Reduction of p-CNB to p-CAN involves subsequent fission of N–O bond by which chloronitrosobenzene (CNSB) and chlorophenylhydroxylamine (CPHA) compounds are formed as byproducts. Two possible pathways feature hydrogen-induced detachment reactions (i.e., mechanisms A and B), whereas a third potential mechanism involves a self-condensation route (mechanism C). Acquiring detailed potential energy surfaces for these three alternate routes determines the most kinetically preferred route for the experimentally observed products of the hydrogenation process.

3.2.1.1. Mechanism A

It is very experimentally challenging to determine to what extent the prehydrogenation of p-CNB contributes to the N–O bond rupture in reference to thermal fission process (i.e., noncatalytic process). The calculated adsorption energy of the p-CNB molecule over prehydrogenated surface was −7.3 kcal/mol. This value is substantially lower than the corresponding adsorption energy of the p-CNB molecule over the neat surface at −22.0 kcal/mol (for the A3 structure later). However, based on the facile process dictating the dissociative adsorption of hydrogen molecules,30 it is expected that active sites of the Mo2N(111) surface are prehydrogenated at the temperature of the experiment.

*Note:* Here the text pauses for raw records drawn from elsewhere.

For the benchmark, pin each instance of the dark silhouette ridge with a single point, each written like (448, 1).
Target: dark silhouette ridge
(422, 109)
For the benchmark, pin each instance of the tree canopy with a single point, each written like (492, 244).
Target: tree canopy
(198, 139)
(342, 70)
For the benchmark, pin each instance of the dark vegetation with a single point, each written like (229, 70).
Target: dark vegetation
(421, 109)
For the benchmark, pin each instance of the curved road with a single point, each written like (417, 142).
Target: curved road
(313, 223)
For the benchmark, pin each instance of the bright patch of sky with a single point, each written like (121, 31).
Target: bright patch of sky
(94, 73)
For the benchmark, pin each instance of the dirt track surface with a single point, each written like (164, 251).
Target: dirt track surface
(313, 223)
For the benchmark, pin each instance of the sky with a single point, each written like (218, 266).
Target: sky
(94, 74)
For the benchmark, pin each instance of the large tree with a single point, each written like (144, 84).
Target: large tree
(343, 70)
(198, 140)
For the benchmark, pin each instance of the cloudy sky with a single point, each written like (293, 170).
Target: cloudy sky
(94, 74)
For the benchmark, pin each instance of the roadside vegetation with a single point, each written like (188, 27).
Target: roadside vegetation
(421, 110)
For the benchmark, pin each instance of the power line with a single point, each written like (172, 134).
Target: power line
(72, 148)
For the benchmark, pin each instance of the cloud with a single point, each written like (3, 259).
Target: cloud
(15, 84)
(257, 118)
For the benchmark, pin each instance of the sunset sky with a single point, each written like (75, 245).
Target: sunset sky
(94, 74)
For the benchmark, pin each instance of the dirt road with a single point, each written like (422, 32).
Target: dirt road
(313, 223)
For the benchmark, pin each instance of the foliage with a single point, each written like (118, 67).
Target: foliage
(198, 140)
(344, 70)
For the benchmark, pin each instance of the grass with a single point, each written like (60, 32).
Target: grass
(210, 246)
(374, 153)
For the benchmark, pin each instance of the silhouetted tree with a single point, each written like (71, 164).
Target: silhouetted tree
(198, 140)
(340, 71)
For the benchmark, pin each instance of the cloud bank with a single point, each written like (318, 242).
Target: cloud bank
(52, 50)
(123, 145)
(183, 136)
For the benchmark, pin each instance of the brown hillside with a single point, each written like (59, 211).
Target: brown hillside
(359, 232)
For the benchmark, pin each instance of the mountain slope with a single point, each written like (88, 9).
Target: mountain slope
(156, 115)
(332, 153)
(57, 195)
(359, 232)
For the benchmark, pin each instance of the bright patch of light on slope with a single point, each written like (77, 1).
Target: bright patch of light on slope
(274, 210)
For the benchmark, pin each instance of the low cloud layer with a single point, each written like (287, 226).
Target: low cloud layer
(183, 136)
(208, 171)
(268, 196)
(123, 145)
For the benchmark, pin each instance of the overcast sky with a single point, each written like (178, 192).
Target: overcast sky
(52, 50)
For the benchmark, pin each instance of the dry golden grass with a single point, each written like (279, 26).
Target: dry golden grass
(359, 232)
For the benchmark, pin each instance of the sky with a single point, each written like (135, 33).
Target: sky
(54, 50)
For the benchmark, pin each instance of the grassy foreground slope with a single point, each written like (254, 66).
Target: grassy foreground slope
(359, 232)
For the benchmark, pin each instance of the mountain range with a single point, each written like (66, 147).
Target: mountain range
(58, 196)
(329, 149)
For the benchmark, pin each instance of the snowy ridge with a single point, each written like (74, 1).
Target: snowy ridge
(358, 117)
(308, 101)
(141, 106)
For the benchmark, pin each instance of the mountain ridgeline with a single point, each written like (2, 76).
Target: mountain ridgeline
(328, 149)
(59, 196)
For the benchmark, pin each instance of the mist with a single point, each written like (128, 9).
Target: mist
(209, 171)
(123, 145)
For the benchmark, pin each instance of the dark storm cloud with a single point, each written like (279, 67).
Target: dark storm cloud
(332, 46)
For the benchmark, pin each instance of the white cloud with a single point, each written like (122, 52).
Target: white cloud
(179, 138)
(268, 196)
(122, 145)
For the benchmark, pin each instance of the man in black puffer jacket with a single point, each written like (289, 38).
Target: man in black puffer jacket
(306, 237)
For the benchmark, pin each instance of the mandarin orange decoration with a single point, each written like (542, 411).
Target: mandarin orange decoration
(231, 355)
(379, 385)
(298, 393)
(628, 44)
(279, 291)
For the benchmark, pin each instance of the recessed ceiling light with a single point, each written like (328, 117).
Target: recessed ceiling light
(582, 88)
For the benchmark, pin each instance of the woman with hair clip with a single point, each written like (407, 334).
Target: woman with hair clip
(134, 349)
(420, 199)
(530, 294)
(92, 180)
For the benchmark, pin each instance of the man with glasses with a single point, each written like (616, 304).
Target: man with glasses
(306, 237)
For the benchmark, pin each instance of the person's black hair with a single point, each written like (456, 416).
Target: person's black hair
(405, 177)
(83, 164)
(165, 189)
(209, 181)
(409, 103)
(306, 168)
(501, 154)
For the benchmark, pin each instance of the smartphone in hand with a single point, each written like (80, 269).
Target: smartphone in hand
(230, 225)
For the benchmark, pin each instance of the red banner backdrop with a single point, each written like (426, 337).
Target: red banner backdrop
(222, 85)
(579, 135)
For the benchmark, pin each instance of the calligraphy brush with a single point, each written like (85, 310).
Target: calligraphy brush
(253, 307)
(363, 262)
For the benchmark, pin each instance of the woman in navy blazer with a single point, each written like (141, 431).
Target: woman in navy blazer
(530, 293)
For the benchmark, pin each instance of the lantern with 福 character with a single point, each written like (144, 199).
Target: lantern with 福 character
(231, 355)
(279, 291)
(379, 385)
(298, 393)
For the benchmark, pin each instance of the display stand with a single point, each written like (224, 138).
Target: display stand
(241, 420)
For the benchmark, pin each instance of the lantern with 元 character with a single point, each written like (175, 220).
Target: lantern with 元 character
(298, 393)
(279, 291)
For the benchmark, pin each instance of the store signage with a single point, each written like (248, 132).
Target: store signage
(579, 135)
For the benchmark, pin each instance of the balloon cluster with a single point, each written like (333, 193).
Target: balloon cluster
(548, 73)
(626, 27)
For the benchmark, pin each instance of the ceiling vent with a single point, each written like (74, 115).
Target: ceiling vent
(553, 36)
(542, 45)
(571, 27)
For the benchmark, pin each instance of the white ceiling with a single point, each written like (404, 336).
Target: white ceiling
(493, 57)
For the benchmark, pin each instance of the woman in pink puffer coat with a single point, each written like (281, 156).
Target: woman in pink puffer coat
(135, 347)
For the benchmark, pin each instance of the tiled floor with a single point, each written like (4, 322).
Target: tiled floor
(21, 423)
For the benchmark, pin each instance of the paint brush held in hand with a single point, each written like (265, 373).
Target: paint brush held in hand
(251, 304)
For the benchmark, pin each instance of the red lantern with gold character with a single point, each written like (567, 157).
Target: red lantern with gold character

This has motivated us to investigate the dissociation pathway in which the N–O bond is cleaved directly without the involvement of adsorbed hydrogen atoms. Figure 2 displays the potential energy profile for the direct N–O bond fission. The calculated reaction energy for the reaction ClC6H4NO2* (D1) → ClC6H4NO* + O* is slightly exothermic by 2.8 kcal/mol; nevertheless, it associated with a sizable energy barrier of 47.7 kcal/mol via the transition state structure (TSD). Clearly, such a high barrier hinders the occurrence of the direct surface-assisted N–O bond scission at the experimental temperature of 493 K.16 This finding correlates with the high barrier computed (37.1 kcal/mol) for the corresponding direct fission of the N–O bonds in the case of nitrobenzene (C6H5NO2) reduction to aniline (C6H5NH2) over Pt catalyst.31

Figure 2.

Figure 2

Reaction energy and activation barrier (in kcal/mol) for the direct fission of the N–O bond.

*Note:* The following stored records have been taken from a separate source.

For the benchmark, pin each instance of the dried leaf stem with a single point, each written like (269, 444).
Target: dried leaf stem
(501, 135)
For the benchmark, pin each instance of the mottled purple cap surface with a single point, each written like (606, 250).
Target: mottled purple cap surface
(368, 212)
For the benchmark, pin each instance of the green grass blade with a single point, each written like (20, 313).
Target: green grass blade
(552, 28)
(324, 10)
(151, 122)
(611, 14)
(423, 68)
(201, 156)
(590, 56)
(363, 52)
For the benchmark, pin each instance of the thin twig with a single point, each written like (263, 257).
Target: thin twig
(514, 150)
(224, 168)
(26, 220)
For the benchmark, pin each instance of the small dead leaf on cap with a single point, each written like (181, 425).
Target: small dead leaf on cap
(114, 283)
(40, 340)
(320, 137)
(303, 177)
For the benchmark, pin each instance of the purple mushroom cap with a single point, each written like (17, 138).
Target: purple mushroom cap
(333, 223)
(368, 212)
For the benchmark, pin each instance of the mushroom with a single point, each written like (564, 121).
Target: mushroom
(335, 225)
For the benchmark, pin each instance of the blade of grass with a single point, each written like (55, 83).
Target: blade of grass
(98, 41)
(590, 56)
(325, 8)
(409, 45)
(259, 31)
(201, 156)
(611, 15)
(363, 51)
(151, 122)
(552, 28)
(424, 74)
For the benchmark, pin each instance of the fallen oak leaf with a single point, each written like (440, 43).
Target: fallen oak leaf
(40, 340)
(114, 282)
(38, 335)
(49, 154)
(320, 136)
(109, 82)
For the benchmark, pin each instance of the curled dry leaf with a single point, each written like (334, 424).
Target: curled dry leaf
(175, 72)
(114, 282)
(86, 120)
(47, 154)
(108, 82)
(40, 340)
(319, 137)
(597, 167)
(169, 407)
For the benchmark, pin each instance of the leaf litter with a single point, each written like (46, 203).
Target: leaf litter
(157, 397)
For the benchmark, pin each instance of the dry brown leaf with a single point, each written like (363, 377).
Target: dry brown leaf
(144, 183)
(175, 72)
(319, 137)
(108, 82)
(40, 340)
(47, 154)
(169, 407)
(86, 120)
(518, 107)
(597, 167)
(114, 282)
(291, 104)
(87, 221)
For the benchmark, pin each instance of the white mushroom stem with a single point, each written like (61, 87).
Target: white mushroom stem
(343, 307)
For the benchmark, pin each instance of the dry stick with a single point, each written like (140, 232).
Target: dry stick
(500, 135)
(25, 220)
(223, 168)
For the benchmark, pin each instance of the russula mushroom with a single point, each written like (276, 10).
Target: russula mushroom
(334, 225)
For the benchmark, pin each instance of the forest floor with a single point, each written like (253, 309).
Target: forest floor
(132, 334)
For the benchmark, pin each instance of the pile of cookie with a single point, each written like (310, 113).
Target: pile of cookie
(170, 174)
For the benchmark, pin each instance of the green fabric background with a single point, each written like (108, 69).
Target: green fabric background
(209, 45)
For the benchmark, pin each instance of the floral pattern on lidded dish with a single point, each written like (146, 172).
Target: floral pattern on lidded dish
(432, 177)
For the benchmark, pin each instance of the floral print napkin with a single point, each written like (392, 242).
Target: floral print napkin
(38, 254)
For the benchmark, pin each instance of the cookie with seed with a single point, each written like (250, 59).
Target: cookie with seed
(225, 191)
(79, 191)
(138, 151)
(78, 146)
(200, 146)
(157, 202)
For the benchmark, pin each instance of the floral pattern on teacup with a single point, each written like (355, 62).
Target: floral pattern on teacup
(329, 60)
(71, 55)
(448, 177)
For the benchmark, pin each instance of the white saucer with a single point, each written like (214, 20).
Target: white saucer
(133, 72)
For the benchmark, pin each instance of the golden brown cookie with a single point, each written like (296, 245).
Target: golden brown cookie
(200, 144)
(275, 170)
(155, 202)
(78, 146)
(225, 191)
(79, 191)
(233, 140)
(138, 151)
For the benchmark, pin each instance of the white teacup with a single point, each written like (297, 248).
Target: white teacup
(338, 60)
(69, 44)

Figure 3 shows the structures, reaction, and activation energies for all the steps involved in Mechanism A, whereas Figure 4 depicts the corresponding potential energy surface in reference to the initial reactant. The direct dissociation pathway via hydrogen transfer from the surface proceeds by several elementary steps initiated by hydrogenating the first O atom of the nitro group (−NO2). This process weakens the relatively strong N–O bond (70.7 kcal/mol)32 and thus facilitates the subsequent N–O bond dissociations. Hydrogen-transfer reactions from different adsorption sites, i.e., top of N atom and 3-fold hcp vacant site have been investigated. We found that hydrogen transfer from the N top site requires a significantly higher barrier in reference to the analogous transfer from the 3-fold hcp N-hollow site, 13.3 versus 25.3 kcal/mol. The dependency of the catalytic hydrogenation capacity of Mo2N largely depends on the existence of nitrogen vacant sites, as we demonstrated in our previous work on the selective hydrogenation of acetylene to ethene over Mo2N surfaces.33 Starting with the first atomic H* transfer to the O atom in p-CNB via the reaction (1) ClC6H4NO2* (M1) + H* → ClC6H4NO2H*, the computed reaction energy was found to be 8.1 kcal/mol above the entrance channel. The corresponding activation barrier amounts to 13.3 kcal/mol characterized by the transition structure TS1 as shown in Figure 3.

Figure 3.

Figure 3

Structures of the intermediates and transition states for the steps involved in the conversion of p-CNB to p-CAN on γ-Mo2N(111) (mechanisms A (black) and B (red) arrows). Activation barriers and reaction energies are computed in reference to reactants in each step. All values are in kcal/mol.

Figure 4.

Figure 4

Potential energy surface for the conversion of p-CNB to p-CAN on γ-Mo2N(111) (mechanisms A (black) and B (red) dotted lines). All energies are in reference to M1.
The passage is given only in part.